Novel drugs from cone snail venom for the treatment of MS
- Dr Charles Galea, Monash Institute of Pharmaceutical Sciences
- Incubator Grant - $25,000 for one year
- With support from the Trish MS Research Foundation
Dr Charles Galea from Monash University is investigating novel compounds that could lead to the development of new therapies for treating MS. Effective and low-cost treatments for MS are urgently needed, especially those targeting the progressive MS symptoms. Not only would this approach reduce the overall economic burden of disease, but more importantly, it would improve quality of life for patients and their families.
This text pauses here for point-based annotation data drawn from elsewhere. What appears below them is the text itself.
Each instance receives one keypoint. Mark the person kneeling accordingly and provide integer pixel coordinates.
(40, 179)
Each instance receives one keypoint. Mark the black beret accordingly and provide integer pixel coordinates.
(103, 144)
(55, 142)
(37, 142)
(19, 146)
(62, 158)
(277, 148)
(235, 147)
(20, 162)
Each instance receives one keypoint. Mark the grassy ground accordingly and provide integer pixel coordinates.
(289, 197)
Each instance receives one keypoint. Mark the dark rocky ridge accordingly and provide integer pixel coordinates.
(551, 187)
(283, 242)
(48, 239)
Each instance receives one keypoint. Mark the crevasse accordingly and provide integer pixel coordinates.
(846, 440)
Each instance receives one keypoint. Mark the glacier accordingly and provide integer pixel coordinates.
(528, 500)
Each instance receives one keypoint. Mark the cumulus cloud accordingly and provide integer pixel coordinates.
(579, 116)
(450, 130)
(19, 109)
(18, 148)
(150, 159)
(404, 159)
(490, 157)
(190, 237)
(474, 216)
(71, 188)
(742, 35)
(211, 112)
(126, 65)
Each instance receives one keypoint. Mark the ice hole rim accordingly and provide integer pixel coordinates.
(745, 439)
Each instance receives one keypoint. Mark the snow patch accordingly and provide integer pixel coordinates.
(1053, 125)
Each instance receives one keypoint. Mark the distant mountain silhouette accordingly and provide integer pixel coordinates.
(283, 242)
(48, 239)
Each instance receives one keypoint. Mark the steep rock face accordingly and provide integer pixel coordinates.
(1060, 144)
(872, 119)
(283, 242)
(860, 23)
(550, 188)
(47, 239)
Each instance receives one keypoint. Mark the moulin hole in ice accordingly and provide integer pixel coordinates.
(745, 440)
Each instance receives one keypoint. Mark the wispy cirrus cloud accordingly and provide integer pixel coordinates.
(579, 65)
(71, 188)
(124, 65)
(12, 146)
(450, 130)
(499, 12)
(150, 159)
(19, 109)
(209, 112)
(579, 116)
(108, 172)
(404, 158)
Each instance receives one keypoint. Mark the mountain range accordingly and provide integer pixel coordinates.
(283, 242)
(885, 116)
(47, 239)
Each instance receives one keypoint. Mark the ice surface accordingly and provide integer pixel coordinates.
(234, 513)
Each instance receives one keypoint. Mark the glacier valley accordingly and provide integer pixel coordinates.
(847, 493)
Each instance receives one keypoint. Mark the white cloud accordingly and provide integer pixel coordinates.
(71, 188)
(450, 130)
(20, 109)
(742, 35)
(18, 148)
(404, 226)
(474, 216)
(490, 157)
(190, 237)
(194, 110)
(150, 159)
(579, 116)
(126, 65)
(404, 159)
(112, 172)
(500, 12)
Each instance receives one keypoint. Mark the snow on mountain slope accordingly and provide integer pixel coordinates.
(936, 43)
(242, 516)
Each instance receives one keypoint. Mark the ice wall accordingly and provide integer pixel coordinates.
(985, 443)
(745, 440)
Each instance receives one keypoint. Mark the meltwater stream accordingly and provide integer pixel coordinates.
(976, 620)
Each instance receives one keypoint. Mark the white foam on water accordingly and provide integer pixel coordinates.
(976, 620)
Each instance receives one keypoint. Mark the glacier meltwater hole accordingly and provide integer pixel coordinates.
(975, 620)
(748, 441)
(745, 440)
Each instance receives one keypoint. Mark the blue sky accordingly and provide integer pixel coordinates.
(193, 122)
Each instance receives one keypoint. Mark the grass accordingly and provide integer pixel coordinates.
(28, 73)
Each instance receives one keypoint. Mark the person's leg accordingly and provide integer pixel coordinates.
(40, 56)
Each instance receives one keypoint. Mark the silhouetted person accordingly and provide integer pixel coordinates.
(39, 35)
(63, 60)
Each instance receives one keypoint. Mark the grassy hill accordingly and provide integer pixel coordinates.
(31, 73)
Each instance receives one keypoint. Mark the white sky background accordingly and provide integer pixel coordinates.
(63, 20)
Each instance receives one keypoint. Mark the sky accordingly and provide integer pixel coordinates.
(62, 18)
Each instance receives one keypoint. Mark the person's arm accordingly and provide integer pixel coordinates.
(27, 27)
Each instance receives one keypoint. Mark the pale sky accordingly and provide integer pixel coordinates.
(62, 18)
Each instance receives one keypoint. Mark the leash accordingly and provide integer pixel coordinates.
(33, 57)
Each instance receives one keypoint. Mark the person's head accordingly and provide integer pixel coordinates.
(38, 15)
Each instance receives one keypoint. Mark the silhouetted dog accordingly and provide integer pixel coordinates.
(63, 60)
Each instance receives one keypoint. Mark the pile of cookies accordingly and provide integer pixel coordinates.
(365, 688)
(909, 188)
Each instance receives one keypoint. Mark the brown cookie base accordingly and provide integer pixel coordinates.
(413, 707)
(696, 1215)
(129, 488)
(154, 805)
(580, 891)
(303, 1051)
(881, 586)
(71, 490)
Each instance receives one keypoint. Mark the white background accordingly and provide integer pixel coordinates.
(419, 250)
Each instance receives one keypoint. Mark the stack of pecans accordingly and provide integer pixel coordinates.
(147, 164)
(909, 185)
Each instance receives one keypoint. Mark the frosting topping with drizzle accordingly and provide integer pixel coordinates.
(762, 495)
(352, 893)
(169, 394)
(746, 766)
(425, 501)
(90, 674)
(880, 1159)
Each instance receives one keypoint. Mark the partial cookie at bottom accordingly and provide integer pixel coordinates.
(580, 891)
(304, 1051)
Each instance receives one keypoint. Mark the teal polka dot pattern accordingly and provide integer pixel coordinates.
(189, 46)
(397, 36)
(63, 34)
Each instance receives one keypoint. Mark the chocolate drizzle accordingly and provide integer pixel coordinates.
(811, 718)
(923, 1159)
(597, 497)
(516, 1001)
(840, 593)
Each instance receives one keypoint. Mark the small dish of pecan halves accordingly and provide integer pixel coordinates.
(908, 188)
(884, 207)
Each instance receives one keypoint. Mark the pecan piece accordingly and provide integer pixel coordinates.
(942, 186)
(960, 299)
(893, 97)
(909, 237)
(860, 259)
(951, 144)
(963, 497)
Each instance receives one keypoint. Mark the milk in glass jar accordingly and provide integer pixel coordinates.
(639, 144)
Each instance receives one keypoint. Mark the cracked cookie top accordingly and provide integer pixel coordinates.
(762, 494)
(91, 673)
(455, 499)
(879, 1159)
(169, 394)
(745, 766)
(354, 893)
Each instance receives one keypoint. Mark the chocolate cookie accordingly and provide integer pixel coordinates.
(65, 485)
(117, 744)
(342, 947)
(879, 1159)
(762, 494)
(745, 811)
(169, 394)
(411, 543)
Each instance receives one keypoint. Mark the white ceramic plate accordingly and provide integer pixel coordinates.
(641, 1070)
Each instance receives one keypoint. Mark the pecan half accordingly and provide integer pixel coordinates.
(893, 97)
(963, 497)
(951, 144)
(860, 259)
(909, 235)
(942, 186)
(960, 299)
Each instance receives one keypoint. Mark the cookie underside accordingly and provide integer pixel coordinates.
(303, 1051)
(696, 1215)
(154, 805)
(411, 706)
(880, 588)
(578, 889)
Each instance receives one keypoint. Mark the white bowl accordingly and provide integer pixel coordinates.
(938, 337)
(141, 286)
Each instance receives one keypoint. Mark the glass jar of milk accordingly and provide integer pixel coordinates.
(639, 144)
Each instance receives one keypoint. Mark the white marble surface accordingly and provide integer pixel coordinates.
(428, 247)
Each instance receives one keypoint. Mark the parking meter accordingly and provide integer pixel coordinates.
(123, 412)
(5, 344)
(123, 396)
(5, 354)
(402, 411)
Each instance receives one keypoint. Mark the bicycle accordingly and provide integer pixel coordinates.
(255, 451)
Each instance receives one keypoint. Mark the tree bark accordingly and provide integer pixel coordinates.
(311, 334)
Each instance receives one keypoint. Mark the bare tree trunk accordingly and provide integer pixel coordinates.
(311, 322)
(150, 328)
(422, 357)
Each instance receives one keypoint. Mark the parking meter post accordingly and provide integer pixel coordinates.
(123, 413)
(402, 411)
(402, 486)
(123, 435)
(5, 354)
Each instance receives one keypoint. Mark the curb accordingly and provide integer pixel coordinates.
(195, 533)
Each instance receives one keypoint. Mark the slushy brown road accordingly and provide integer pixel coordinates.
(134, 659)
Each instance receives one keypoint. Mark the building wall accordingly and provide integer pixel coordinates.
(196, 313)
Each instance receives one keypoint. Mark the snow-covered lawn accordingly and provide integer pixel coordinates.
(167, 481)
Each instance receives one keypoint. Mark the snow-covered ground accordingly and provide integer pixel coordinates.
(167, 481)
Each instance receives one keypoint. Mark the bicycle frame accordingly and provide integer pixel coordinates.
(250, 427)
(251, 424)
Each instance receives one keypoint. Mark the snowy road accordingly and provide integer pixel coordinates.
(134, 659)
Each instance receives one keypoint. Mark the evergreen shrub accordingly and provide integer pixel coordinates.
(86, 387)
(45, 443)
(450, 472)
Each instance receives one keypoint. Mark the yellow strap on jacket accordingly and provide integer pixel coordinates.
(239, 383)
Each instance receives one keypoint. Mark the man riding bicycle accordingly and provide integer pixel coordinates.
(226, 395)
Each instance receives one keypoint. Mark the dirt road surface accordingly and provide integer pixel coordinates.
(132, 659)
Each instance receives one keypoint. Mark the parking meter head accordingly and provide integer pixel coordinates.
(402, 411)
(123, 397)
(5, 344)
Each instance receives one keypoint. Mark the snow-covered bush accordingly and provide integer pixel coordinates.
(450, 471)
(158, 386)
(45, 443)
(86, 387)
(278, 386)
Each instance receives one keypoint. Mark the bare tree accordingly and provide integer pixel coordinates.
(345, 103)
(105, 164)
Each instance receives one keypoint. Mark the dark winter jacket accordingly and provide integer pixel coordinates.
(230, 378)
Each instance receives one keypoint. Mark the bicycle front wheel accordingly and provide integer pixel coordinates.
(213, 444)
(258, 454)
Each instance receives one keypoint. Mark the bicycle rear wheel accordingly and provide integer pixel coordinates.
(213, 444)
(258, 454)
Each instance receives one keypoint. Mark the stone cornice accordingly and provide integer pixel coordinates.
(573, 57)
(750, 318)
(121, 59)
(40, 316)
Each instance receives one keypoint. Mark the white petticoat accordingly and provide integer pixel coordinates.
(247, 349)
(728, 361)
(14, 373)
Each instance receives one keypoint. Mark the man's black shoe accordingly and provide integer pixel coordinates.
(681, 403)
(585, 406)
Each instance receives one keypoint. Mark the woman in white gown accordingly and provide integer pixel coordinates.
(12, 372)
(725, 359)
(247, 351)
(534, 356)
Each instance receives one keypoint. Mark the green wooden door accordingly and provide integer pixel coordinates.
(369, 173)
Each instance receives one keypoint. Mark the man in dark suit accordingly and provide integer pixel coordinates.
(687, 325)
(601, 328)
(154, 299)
Immune cells involved in the development of MS have specific channels on their surface that are essential for their function. These channels form a pore on the cell surface, which allow chemical messengers (potassium) to pass through. Dr Galea’s previous work has shown that drugs blocking these channels on immune cells were associated with reduced MS-related symptoms in an animal model of MS. Importantly, this treatment only affected immune cells involved in the development of MS and not other immune cells important for combatting bacterial or viral infections and cancers.
Venom extracted from cone snails is thought to contain a large number of compounds that can block these cell channels. Dr Galea’s project will develop methods to identify potential therapeutic compounds in cone snail venom, and test their ability to block channels on disease-causing immune cells.
Progress to Date
In this incubator grant, Dr Galea aimed to screen cone snail venom for potential therapeutic peptides, and to determine the ability of these peptides to block disease-causing potassium channels. During this project, Dr Galea optimised the conditions for screening and identifying peptides that bind to disease-causing potassium channels. In the first stage of this project, Dr Galea screened the cone snail venom looking for these peptides. Unfortunately this screening did not identify any compounds that were able to block potassium channels, and so the second stage of the analysis was redirected towards other potential sources of these peptides. Dr Galea is now studying venom extracted from the sea anemone to identify if this venom holds greater potential for producing potassium channel blockers.
Testing unique and novel sources for potentially active chemical compounds is crucial to expand the range of therapies available for people with MS. These compounds will provide the basis for future research aimed at identifying new therapeutic drugs with improved properties (for example, drugs that could be taken orally and have fewer side-effects compared to existing drugs).